Upon receiving the historical data 103, the sequence designing system 101 may perform one or more pre-processing operations on the historical data 103 for verifying correctness and completeness of the historical data 103 based on predefined reference information 109 stored in reference information database 111. As an example, the reference information database 111 may also be accessed by the sequence designing system 101 over an intranet connection. Alternatively, the reference information database 111 may be connected physically with the sequence designing system 101. The predefined reference information 109 may include, without limitation, at least one of a three-dimensional (3D) structure and binding database, a gene regulatory and epigenetic database, a target selectivity database, a signaling pathways database, an inflammatory and Endoplasmic Reticulum (ER) stress database, and a threshold range database. In other words, the predefined reference information 109 may include scientific data from databases such as, without limitation, PubMed, National Institutes of Health (NIH), National Health Service (NHS), AlphaFold and the like. As part of the pre-processing operation, the sequence designing system 101 may send one or more queries to the reference information database 111 to verify correctness and completeness of the historical data 103. The sequence designing system 101 may retain the correct and complete historical data 103 for further processing and discard the incorrect and incomplete historical data 103. Further, the sequence designing system 101 may arrange the historical data 103 in a chronological order based on timestamps associated with the historical data 103. Upon arranging the historical data 103 in the chronological order, the sequence designing system 101 may vectorize the historical data 103 using known vectorizing techniques. As an example, the vectorizing techniques may include, any of the vector embedding for nucleotide sequence and biomarkers without limitation, Word2Vec and the like.
In an embodiment, upon verifying the correctness and the completeness of the historical data 103, the sequence designing system 101 executes an Artificial Intelligence (AI) based prediction model 107 (also referred as prediction model 107) using vectorized data corresponding to the historical data 103. The sequence designing system 101 may align the vectorized representation of the data in time-series, representing the trajectory of the historical data 103. The sequence designing system 101 may utilize transformer-based self-learning mechanism that learns by predicting the masked data in the training data set i.e., time-series aligned vectorized input data and uses a gradient descent to minimize the prediction error. Further, the sequence designing system 101 may use transformer and Graph Neural Network (GNN) for representing the learned knowledge enabling representation at local and global level. The sequence designing system 101 executes a learned joint representation/model (multi-dimensional mathematical space) of the time-series data. As an example, the AI based prediction model 107 may represent the clusters for all recovering patient cases together, worsening patient cases together and no effect patient cases together. Further, the AI based prediction model 107 may show, for a given antigen nucleotide sequence, what cell nucleotide sequences worked, what cell nucleotide sequences did not work and what cell nucleotide sequences did not have any effect on the patient. The AI based prediction model 107 may also include the corresponding historical data 103. When new historical data 103 is available, the sequence designing system 101 may incrementally train and update the AI based prediction model 107.

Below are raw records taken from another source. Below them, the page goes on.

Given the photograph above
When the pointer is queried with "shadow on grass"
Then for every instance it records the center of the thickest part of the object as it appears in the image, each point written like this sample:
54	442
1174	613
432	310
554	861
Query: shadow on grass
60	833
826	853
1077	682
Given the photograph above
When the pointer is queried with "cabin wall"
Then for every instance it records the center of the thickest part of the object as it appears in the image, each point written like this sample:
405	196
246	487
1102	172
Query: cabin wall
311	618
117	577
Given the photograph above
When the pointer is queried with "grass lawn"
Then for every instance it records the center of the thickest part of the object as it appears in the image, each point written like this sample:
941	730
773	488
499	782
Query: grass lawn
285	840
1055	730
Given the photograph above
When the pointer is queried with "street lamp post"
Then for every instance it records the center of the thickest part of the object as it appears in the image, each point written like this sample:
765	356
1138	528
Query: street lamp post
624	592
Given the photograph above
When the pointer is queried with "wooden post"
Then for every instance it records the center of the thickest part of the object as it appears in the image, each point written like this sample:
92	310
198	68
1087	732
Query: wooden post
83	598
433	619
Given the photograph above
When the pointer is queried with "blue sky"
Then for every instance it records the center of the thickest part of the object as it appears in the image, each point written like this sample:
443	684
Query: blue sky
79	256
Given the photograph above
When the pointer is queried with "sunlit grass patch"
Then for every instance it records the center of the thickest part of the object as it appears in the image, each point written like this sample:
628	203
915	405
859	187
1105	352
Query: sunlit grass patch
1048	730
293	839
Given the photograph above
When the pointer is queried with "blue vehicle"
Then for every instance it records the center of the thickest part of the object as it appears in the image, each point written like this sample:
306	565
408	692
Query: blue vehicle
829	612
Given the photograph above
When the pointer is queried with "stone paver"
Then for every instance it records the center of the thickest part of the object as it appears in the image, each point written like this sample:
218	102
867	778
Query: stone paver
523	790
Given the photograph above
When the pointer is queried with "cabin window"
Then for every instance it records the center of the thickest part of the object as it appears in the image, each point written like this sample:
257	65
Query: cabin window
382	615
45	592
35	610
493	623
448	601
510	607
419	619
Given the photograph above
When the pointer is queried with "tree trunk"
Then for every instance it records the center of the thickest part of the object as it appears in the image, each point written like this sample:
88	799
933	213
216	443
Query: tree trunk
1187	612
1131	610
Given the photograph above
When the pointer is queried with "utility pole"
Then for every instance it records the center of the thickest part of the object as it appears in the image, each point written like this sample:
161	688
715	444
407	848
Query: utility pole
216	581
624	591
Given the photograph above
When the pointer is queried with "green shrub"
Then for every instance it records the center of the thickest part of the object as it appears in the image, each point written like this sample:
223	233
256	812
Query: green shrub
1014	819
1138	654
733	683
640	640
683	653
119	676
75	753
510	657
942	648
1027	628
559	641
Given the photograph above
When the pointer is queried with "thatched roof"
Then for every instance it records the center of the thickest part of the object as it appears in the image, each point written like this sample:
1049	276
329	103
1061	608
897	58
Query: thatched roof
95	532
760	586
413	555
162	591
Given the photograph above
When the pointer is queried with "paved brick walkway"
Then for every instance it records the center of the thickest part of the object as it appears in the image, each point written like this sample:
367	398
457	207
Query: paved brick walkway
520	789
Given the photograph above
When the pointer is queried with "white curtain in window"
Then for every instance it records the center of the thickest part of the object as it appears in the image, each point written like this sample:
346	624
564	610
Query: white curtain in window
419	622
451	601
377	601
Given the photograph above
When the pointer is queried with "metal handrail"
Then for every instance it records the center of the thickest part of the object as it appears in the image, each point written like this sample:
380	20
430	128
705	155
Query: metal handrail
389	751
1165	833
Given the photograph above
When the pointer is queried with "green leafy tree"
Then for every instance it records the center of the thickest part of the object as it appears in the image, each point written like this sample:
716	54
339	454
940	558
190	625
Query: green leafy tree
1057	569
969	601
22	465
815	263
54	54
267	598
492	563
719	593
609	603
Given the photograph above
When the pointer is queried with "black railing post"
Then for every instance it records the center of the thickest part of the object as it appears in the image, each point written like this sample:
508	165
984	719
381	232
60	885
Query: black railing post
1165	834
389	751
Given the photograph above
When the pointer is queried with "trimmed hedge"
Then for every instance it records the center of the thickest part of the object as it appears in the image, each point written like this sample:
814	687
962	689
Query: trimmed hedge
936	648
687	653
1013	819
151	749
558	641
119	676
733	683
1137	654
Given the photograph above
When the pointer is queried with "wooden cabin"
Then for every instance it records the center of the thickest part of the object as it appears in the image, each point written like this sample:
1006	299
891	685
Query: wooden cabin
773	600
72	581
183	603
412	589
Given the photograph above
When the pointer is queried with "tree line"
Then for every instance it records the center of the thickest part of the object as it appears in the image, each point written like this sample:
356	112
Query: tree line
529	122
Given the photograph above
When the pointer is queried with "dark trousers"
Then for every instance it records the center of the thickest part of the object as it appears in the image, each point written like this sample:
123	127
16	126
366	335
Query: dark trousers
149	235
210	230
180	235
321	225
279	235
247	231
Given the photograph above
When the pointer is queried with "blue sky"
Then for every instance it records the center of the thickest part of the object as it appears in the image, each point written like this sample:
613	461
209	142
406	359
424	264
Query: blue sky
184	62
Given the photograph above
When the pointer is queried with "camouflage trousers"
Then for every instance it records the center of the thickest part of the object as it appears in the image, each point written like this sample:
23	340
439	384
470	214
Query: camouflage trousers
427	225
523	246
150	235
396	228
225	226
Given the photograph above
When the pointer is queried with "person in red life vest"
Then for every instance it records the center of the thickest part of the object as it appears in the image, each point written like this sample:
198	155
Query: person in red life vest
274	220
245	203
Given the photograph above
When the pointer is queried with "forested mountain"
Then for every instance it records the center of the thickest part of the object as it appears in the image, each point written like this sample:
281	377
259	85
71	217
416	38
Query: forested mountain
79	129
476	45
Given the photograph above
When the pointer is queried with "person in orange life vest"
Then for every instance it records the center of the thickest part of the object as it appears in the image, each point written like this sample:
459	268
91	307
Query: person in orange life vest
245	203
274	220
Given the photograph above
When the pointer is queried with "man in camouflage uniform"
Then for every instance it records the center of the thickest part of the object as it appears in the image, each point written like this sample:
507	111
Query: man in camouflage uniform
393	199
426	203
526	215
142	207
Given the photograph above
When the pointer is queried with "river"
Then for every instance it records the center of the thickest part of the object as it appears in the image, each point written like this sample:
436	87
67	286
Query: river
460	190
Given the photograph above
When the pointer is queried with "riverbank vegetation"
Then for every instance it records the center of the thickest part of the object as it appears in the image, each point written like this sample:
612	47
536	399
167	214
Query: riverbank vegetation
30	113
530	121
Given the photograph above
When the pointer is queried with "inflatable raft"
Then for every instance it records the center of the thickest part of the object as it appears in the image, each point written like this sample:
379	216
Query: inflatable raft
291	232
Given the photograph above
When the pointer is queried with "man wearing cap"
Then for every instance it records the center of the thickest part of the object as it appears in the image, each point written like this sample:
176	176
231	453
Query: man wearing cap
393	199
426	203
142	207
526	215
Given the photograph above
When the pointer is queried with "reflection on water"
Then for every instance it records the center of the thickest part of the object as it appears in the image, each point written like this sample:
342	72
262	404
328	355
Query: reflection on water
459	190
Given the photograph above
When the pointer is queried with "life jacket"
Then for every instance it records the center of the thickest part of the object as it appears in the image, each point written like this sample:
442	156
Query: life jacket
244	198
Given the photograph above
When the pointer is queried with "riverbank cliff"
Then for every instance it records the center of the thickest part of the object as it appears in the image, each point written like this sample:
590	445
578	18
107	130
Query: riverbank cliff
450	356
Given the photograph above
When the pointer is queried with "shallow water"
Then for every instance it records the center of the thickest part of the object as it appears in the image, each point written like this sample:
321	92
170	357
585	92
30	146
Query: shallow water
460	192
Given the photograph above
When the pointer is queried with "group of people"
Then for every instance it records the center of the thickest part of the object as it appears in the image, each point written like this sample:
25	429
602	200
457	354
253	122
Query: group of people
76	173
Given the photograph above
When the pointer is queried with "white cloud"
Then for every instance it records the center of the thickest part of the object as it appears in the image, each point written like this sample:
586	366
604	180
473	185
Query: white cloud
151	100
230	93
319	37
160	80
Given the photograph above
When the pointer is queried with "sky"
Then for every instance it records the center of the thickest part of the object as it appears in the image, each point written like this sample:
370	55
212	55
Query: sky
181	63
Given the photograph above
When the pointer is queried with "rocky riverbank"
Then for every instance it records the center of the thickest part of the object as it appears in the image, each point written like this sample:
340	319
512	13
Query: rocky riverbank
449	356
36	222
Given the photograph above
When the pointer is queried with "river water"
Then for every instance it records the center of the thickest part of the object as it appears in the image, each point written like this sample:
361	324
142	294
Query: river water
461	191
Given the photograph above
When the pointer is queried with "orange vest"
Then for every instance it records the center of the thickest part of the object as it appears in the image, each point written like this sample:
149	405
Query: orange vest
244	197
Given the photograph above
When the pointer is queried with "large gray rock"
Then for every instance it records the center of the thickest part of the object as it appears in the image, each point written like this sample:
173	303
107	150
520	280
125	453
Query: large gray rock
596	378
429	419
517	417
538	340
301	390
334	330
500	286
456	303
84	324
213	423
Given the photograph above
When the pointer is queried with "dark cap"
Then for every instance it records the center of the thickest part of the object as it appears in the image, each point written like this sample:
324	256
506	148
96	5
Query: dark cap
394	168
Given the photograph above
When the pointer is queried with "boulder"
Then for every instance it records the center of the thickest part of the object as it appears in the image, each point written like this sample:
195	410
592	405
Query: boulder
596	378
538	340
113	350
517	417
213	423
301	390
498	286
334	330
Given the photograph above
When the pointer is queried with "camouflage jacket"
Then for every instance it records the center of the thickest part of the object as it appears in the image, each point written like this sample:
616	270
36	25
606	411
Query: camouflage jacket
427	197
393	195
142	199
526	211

In an embodiment, upon executing the AI based prediction model 107, the sequence designing system 101 predicts a plurality of cell nucleotide sequences 113 having values of one or more cell characteristics within a predefined threshold values of the one or more cell characteristics for a target cell nucleotide sequence using the AI based prediction model 107. The sequence designing system 101 may determine an equilibrium dissociation constant (KD) related to binding affinity, value of biomarkers related to at least one of immune evasion and cell fitness using the AI based prediction model 107. The sequence designing system 101 may receive a target antigen nucleotide sequence from a doctor, a physician, or a scientist of a patient for whom the cell nucleotide sequences need to be determined. Alternatively, the target antigen nucleotide sequence may be taken automatically from a database of patient information. Alternatively, the the target antigen nucleotide sequence can be for a group of patients with similar target antigen nucleotide sequence for identification of appropriate cell nucleotide sequences. The sequence designing system 101 may receive the target cell nucleotide sequence from a user using an user interface associated with the sequence designing system 101. The user may include, without limitation, at least one of the doctors, the physician, and the scientist. The sequence designing system 101 may utilize transformer-based self-learning algorithms to predict the plurality of cell nucleotide sequences 113 for the target antigen nucleotide sequence of the patient. Also, the sequence designing system 101 may decode the vectors in the regions of success in the AI based prediction model 107 for the best cell nucleotide sequences in terms of the one or more cell characteristics individually corresponding to the target cell nucleotide sequence.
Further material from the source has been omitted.